Canadian telco BCE (BCE Stock Quote, Chart, News, Analysts, Financials TSX:BCE) just delivered strong earnings in its quarterly report, coming in above analysts’ expectations. How will the stock do going forward? Varun Anand of Starlight Capital says while BCE is solid, investors might want to look beyond the telecom providers to an infrastructure play like cell towers.
“We do like Telus, Rogers and BCE,” said Anand, portfolio manager at Starlight Capital, who spoke to BNN Bloomberg on Thursday. “But our preferred way to play the cellular tower space is through the tower companies.”
“Remember, with Bell, Rogers and Telus they own the network and they also have the towers but then they also have very price competitive consumer businesses, like the cellphone plans, home internet and whatnot,” Anand said.
BCE reported a solid fourth quarter on Thursday to wrap up what it called an overall good year considering the challenges posed by COVID-19. The company saw revenues fall by 2.8 per cent year-over-year to $6.102 billion for the Q4 2020 while adjusted EBITDA dropped by 3.2 per cent to $2.404 billion. Earnings came in at $0.98 per share compared to $0.74 per share a year earlier, while analysts had called for earnings of $0.74 per share on a topline of $6.16 billion.
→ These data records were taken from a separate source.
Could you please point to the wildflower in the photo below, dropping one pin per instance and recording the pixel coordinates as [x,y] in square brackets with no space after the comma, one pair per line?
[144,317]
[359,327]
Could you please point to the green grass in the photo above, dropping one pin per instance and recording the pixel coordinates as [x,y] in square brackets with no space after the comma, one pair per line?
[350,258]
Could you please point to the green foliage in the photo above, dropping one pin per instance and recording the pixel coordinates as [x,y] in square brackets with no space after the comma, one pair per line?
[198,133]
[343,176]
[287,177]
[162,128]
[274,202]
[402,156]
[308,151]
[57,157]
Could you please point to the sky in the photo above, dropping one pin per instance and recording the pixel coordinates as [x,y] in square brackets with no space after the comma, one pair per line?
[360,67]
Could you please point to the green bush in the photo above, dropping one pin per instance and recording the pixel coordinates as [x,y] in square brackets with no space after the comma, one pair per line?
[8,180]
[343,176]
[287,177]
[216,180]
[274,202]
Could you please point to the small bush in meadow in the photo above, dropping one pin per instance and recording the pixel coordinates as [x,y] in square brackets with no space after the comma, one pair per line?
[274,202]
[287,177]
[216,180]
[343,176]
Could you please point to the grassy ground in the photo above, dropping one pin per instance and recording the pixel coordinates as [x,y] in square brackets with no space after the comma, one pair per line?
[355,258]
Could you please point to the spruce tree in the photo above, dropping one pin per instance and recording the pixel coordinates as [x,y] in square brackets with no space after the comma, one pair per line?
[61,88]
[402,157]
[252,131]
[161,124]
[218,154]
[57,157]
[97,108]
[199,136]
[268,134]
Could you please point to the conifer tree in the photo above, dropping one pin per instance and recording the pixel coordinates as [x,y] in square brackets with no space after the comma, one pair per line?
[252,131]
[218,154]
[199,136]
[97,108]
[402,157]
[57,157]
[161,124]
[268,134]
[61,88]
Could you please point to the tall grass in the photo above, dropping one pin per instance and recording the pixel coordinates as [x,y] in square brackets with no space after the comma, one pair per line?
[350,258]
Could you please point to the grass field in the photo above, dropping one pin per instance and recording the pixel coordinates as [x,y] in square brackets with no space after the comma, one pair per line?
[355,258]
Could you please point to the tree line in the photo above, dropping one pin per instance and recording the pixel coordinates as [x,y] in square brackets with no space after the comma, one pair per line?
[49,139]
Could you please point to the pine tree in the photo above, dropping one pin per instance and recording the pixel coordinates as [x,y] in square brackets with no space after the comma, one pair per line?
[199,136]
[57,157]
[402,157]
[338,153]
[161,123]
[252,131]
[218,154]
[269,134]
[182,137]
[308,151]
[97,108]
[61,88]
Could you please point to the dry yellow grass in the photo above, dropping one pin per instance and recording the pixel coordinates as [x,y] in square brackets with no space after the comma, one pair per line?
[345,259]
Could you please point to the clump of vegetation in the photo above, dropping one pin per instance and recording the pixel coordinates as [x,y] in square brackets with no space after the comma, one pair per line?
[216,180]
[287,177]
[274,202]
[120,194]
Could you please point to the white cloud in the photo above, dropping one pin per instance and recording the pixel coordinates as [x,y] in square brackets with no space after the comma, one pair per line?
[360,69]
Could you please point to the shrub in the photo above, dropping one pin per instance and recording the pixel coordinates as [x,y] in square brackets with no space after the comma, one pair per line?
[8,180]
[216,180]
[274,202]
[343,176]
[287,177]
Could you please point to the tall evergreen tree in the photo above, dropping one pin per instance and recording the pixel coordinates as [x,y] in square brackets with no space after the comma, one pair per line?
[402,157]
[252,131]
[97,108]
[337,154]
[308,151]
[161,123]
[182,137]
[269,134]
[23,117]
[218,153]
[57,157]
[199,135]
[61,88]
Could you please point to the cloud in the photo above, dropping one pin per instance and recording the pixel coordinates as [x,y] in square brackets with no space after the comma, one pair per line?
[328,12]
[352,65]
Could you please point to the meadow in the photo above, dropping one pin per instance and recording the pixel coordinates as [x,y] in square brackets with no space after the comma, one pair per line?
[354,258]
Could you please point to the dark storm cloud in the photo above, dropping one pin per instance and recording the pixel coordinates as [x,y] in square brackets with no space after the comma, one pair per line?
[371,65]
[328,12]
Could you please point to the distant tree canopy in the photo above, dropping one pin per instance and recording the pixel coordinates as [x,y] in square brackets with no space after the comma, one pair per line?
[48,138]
For the year, BCE’s revenue dropped 3.8 per cent to $22.883 billion and adjusted EBITDA fell 4.0 per cent to $9.607 billion.
“In every successive quarter since COVID-19 began, Bell has delivered sequential quarterly improvement in our operating results, underscoring the stability and resiliency of our company and the strength of our financial position,” said CFO Glen LeBlanc in a press release.
Management spoke of the company’s resilience in the face of social and economic impacts of the pandemic but the focus in its commentary was on the future, specifically its plans to add another $1-1.2 billion in capital spending over the next two years. BCE aims to step up its fibre-optic and fixed wireless network buildout and double its 5G wireless capacity during 2021, saying that shareholder value will be enhanced through the infrastructure layout.
“Bell plans to increase the number of new locations covered with fibre and WHI by as many as 900,000 in 2021 – bringing the combined footprint to up to 6.9 million homes and businesses by the end of the year – while doubling the population coverage of Canada’s fastest 5G network,” the company said in the Q4 press release.
“Funded by proceeds from the sale of Bell data centres in 2020, the investment acceleration is in addition to Bell’s typical capital expenditures over the last decade of approximately $4 billion a year (growing to $4.2 billion in 2020 due to added investment in network capacity and digital platforms in response to unprecedented usage demand during the COVID crisis),” BCE said.
The company even provided guidance for the year ahead, a big of a rarity these days as companies grapple with a host of pandemic-related unknowns. BCE expects both revenue and adjusted EBITDA to grow by between two and five per cent in 2021.
“Overall revenue is expected to reflect a gradual economic recovery in 2021 combined with subscriber revenue growth and strategic pricing on advertising sales. However, revenue performance is expected to continue to be negatively impacted by the effects of COVID-19 on many sectors of the economy,” the company said.
BCE’s share price has been flat to trending downward since last spring, finishing 2020 down 9.5 per cent and so far trading up two per cent for 2021. By comparison, Telus (Telus Stock Quote, Chart, News, Analysts, Financials TSX:T) ended the year at even while Rogers Communications (Rogers Communications Stock Quote, Chart, News, Analysts, Financials TSX:RCI.B) dropped almost eight per cent.
Anand says he leans towards cell tower holding companies, some of whom had a mildly better year than the Canadian telcos. Of the bigger players in the US, Crown Castle ended 2020 up 12 per cent, American Tower lost three per cent and SBA Communications finished up 17 per cent. Not yet established in Canada where the big telco companies own their own towers, these REITs (real estate investment trusts) in the US have done well over the past decade.
“We’d rather play that through tower companies that just own the towers and collect the contracted cash flows from the carriers because there’s more leverage in that business and it’s more stable and as a result you don’t have as much price competition,” Anand said.
“So, a company like American Tower or SBA Communications would be our preferred play, rather than a telco incumbent like BCE,” Anand said.
Of the cell tower REITs, Jim Cramer of CNBC’s Mad Money recently picked Crown Castle as his preferred choice, saying that while the company has spent billions in building out its 5G network in densely populated areas, these investments “have yet to pay off in a 4G world.”